Bolitho wandte sich angeekelt ab. Er hörte, wie der Franzose auseinanderbrach, und konnte sich vorstellen, welche Panik unter Deck herrschen mußte, wenn die schweren Kanonen sich losrissen und von einer Seite auf die andere rollten, während die eingeschlossenen Matrosen im vergeblichen Versuch, dieser Hölle zu entfliehen, gegen das einbrechende Wasser ankämpften.
Aber die Trikolore war endlich verschwunden. Nicht gestrichen, sondern vom Geschützfeuer der Hyperion weggeblasen.
Er wandte sich langsam um.»Ihre weiteren Befehle, Sir?»
Doch seine Augen wurden starr, als Pelham-Martin schwankte und aufs Deck hinuntersank. Sein Uniformrock hatte sich im Wind geöffnet, und unter seiner Achselhöhle wurde ein heller Blutfleck sichtbar, der sich auf seiner weißen Weste schnell ausbreitete.

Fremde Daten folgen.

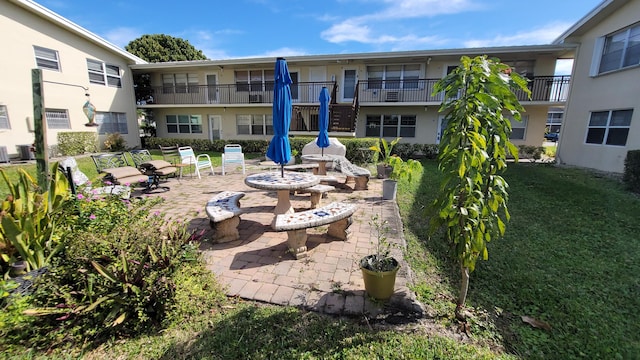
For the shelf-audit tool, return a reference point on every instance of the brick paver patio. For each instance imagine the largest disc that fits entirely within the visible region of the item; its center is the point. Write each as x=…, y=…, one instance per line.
x=258, y=266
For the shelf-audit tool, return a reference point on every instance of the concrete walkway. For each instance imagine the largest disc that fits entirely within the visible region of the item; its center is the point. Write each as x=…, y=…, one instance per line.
x=258, y=266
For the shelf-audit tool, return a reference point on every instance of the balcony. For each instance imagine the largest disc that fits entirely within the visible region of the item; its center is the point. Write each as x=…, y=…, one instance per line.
x=553, y=89
x=234, y=94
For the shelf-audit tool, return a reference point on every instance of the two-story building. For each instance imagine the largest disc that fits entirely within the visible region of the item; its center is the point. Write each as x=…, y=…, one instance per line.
x=373, y=94
x=602, y=120
x=74, y=62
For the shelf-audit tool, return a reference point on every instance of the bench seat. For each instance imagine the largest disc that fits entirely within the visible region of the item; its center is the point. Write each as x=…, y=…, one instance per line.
x=224, y=212
x=336, y=214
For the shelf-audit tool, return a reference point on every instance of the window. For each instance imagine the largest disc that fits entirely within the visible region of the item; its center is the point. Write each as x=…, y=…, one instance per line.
x=518, y=128
x=184, y=124
x=254, y=80
x=609, y=127
x=104, y=74
x=46, y=58
x=111, y=122
x=4, y=118
x=391, y=126
x=256, y=124
x=57, y=119
x=393, y=76
x=620, y=50
x=180, y=83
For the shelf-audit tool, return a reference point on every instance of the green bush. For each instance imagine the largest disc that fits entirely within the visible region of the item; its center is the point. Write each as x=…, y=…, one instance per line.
x=631, y=176
x=76, y=143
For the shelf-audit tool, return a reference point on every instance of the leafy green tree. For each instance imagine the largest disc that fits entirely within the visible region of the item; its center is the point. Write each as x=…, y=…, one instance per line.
x=472, y=203
x=162, y=48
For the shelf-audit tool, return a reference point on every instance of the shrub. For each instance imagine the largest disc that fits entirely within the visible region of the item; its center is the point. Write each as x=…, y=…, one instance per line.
x=631, y=176
x=76, y=143
x=115, y=142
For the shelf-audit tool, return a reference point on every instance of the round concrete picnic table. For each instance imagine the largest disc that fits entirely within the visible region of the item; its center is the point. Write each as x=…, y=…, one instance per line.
x=322, y=161
x=283, y=185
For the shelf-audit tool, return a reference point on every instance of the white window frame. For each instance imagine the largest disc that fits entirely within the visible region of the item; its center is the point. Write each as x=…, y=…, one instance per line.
x=109, y=75
x=601, y=50
x=397, y=127
x=57, y=119
x=184, y=124
x=607, y=127
x=4, y=118
x=522, y=124
x=255, y=124
x=111, y=122
x=48, y=58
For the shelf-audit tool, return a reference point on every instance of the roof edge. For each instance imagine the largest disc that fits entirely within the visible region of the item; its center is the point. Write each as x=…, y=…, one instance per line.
x=75, y=28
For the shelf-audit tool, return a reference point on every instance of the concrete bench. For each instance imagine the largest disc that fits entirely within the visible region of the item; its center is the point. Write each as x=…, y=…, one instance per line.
x=224, y=215
x=359, y=174
x=336, y=214
x=317, y=192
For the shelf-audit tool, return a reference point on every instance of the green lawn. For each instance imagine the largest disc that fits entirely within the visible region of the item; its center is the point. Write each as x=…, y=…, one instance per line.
x=569, y=259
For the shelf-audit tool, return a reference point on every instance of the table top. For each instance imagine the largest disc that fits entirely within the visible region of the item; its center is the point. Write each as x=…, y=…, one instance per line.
x=274, y=181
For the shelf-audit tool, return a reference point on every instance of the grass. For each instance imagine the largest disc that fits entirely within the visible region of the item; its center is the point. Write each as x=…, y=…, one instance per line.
x=569, y=259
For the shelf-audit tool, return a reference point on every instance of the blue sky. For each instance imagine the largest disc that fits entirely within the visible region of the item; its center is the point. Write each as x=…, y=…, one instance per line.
x=225, y=29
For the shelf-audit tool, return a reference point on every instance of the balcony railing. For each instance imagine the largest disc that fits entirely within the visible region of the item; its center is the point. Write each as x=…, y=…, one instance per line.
x=543, y=88
x=227, y=94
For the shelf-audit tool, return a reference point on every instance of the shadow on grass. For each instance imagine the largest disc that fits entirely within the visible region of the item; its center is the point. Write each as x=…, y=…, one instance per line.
x=567, y=259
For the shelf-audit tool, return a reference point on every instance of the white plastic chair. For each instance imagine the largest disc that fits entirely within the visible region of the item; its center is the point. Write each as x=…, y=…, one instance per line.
x=232, y=155
x=201, y=161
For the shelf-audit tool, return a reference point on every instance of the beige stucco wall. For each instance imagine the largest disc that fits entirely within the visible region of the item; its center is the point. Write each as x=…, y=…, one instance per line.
x=615, y=90
x=27, y=30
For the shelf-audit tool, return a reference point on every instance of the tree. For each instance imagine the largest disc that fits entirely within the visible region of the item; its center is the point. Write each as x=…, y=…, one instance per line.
x=162, y=48
x=472, y=203
x=159, y=48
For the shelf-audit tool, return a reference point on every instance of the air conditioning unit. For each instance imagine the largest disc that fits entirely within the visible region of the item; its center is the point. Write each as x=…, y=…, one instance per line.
x=255, y=98
x=392, y=96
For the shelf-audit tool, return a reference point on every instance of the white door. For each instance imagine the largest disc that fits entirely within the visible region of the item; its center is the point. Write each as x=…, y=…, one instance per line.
x=215, y=133
x=442, y=124
x=349, y=80
x=212, y=88
x=316, y=74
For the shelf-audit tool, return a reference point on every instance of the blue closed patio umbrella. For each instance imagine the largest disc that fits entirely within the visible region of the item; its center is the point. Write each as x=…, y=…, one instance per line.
x=279, y=150
x=323, y=120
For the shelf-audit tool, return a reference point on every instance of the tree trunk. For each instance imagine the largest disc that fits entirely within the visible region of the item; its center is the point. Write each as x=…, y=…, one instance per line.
x=464, y=286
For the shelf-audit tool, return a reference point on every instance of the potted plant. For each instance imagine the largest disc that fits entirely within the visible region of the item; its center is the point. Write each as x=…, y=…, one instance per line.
x=380, y=268
x=384, y=155
x=400, y=169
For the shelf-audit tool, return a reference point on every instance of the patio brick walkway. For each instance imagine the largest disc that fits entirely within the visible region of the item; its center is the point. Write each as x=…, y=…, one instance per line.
x=258, y=266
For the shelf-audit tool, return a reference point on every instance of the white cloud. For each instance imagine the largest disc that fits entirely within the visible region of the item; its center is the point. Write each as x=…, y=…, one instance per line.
x=122, y=36
x=543, y=35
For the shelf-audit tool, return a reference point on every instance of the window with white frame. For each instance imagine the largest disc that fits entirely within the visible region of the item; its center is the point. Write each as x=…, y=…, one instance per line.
x=104, y=74
x=393, y=76
x=256, y=124
x=391, y=126
x=518, y=128
x=4, y=118
x=57, y=119
x=620, y=50
x=111, y=122
x=184, y=124
x=254, y=80
x=180, y=83
x=610, y=127
x=46, y=58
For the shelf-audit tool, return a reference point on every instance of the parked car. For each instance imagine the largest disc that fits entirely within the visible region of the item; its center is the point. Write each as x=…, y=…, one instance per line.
x=552, y=136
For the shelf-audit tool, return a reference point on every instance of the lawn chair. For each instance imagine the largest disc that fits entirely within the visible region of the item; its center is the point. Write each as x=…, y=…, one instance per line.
x=232, y=155
x=69, y=167
x=201, y=161
x=171, y=154
x=144, y=162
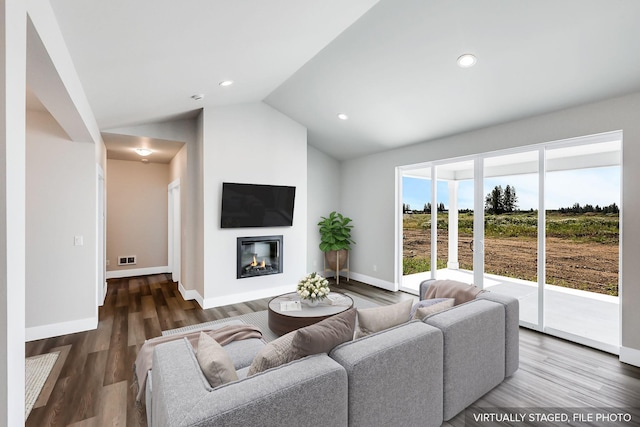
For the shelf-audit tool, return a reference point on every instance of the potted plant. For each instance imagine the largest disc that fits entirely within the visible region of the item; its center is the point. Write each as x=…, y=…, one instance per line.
x=335, y=239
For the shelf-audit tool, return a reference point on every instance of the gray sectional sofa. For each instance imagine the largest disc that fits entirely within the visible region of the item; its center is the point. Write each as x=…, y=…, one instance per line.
x=418, y=373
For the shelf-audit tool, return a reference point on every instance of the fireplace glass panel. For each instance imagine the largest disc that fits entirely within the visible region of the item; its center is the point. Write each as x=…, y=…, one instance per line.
x=259, y=256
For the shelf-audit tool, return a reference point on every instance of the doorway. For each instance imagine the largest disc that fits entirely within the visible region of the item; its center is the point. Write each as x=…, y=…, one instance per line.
x=174, y=231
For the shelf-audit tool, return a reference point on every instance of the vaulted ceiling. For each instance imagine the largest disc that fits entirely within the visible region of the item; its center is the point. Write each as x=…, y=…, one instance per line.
x=390, y=65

Bolitho rief laut:»Ein Mann zu Hilfe! Mr. Carlyon, holen Sie den Doktor!«Dann ließ er sich auf ein Knie nieder und schlang den Arm um die Schultern des Kommodore.»Nur ruhig, Sir.»
Pelham-Martin schien nicht imstande, etwas zu sagen. Seine Miene spiegelte eher Erstaunen als Schmerz.
«Tragen Sie den Kommodore in seine Kajüte!»
Bolitho trat zur Seite, als Trudgeon, der Schiffsarzt, begleitet von seinen Maaten, aufs Achterdeck eilte.
Pelham-Martin keuchte:»Um Gottes willen! Seht euch vor, verdammt noch mal!»
Inch fragte:»Ist es so schlimm, Sir?»
Bolitho ging ans Schanzkleid und sah sich die aufgerissene Stelle über der Stückpforte an, wo die Kugel — wahrscheinlich ein Zwölf-pfünder — getroffen und wie mit einer Axt Teile aus dem Holz geschlagen hatte. Die Geschützbedienung war wahrscheinlich gerade beiseite getreten, um das andere Schiff zu beobachten. Anderenfalls wäre sie als Schutzschild für den Kommodore gestorben.
Er antwortete:»Holzsplitter verursachen die schlimmsten Wunden, wie Sie wissen. Ich staune, daß er es nicht stärker fühlte.»
Dann ging er an die Reling hinüber und schaute Steuerbord achteraus zum feindlichen Zweidecker, der immer wieder von den Wellen angehoben und auf das Riff geschmettert wurde. Gemessen an dem Winkel, den sein Achterdeck mit dem übrigen Schffskör-per bildete, mußte ihm schon das Rückgrat gebrochen sein. Es war doch seltsam, daß Pelham-Martin ohne seine hartnäckige Forderung nach diesem letzten Angriff jetzt noch unverletzt gewesen wäre.